Sebagai seorang anak, wanita muda itu tertunda berkembang dan memiliki masalah perilaku. Dari usia 14, ia menerima agen antipsikotik yang digunakan untuk mengobati skizofrenia dan gangguan bipolar. Pada usia 20, wanita itu mengembangkan saluran wajah, klip tidak disengaja dan kejang tubuh, yang memengaruhi dia sambil duduk atau berbaring telentang.
Dalam setahun, wanita itu tidak bisa lagi berjalan dan mereka hanya bisa merangkak. Dokter telah menentukan bahwa ia memiliki bentuk distonia, gangguan gerakan yang melibatkan kejang otot yang tidak disengaja.
Dokter memberi wanita itu banyak obat untuk mengobati gangguan gerakan, dan beberapa sebagian efektif, memungkinkannya untuk duduk dan makan di meja, menggunakan bingkai atau duduk di kursi roda. Tetapi bahkan dengan narkoba, wanita itu masih kesulitan berjalan atau duduk, mengangkat kursinya atau memiringkan kembali di kursi rodanya. (9 kasus medis teraneh)
Akhirnya, dokternya beralih ke stimulasi otak yang dalam; Di bawah perawatan ini, peralatan yang ditanamkan di otak mengirimkan impuls listrik ke daerah tertentu di otak. Dalam hal ini, elektroda ditanamkan di bagian otak wanita yang disebut Globus pallidus, yang terlibat dalam kontrol gerakan sukarela.

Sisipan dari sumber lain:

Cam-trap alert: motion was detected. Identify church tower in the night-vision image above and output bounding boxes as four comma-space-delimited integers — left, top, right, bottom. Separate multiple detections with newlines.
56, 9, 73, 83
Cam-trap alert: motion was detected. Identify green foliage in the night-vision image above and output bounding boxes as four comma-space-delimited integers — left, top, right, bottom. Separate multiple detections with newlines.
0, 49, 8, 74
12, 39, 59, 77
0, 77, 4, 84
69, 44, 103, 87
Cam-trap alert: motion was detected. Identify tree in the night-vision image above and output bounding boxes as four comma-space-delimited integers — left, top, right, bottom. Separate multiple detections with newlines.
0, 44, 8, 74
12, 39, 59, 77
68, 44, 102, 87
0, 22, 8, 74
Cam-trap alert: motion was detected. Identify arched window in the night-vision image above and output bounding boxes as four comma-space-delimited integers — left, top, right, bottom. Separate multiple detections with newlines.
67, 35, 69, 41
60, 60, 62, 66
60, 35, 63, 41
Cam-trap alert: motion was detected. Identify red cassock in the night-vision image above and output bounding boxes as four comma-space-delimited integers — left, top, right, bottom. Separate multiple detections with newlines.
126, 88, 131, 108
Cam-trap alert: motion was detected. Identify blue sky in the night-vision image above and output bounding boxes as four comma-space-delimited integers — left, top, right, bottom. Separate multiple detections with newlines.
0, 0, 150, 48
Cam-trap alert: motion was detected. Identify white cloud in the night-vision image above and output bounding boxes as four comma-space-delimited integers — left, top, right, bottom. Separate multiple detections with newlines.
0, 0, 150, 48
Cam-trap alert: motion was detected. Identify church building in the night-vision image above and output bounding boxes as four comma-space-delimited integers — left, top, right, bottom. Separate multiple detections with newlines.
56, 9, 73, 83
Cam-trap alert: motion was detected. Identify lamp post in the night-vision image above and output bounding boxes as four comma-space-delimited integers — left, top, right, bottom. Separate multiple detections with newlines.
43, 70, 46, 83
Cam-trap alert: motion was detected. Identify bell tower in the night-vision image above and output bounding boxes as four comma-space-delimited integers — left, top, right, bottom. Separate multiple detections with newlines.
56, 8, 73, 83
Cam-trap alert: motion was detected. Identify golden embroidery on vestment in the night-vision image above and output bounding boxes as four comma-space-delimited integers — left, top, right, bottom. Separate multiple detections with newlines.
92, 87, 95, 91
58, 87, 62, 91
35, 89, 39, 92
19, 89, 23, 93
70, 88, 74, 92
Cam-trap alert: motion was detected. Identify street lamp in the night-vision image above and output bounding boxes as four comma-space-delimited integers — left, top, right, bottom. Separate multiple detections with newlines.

Tiga minggu setelah menerima implan, kejang tubuh wanita menjadi jauh lebih jarang, meskipun ia melanjutkan dengan kejang kelopak mata, yang diobati dengan dokter dengan suntikan Botox (pengobatan yang secara selektif melumpuhkan otot). Pada 15 bulan kemudian, kondisinya meningkat secara signifikan, laporan tersebut menyatakan.
Studi sebelumnya telah melaporkan bahwa stimulasi otak dalam digunakan untuk mengobati orang yang memiliki gangguan gerakan melalui obat, tetapi studi baru ini mampu mengukur peningkatan untuk pertama kalinya.
Awalnya, dokter berpikir bahwa gangguan wanita itu terkait dengan masalah perilaku karena dia menolak untuk melakukan kegiatan sambil berdiri, dan lebih suka merangkak. Tetapi diagnosis ini tidak benar, yang menunjukkan betapa sulitnya menentukan apakah gejala gangguan gerakan bersifat fisik atau psikologis, kata penulis.
Temuannya adalah 18 Juni secara online di Jurnal Neurosains Klinis.
7 Kondisi Medis Teraneh
Panduan Baru Psikiatri: 6 Hal yang Perlu Anda Ketahui
9 kondisi medis paling aneh
Hak Cipta 2013 Livesscience, sebuah perusahaan Techmedianetwork. Semua hak dilindungi undang -undang. Materi ini tidak dapat dipublikasikan, disiarkan, ditulis ulang atau didistribusikan kembali.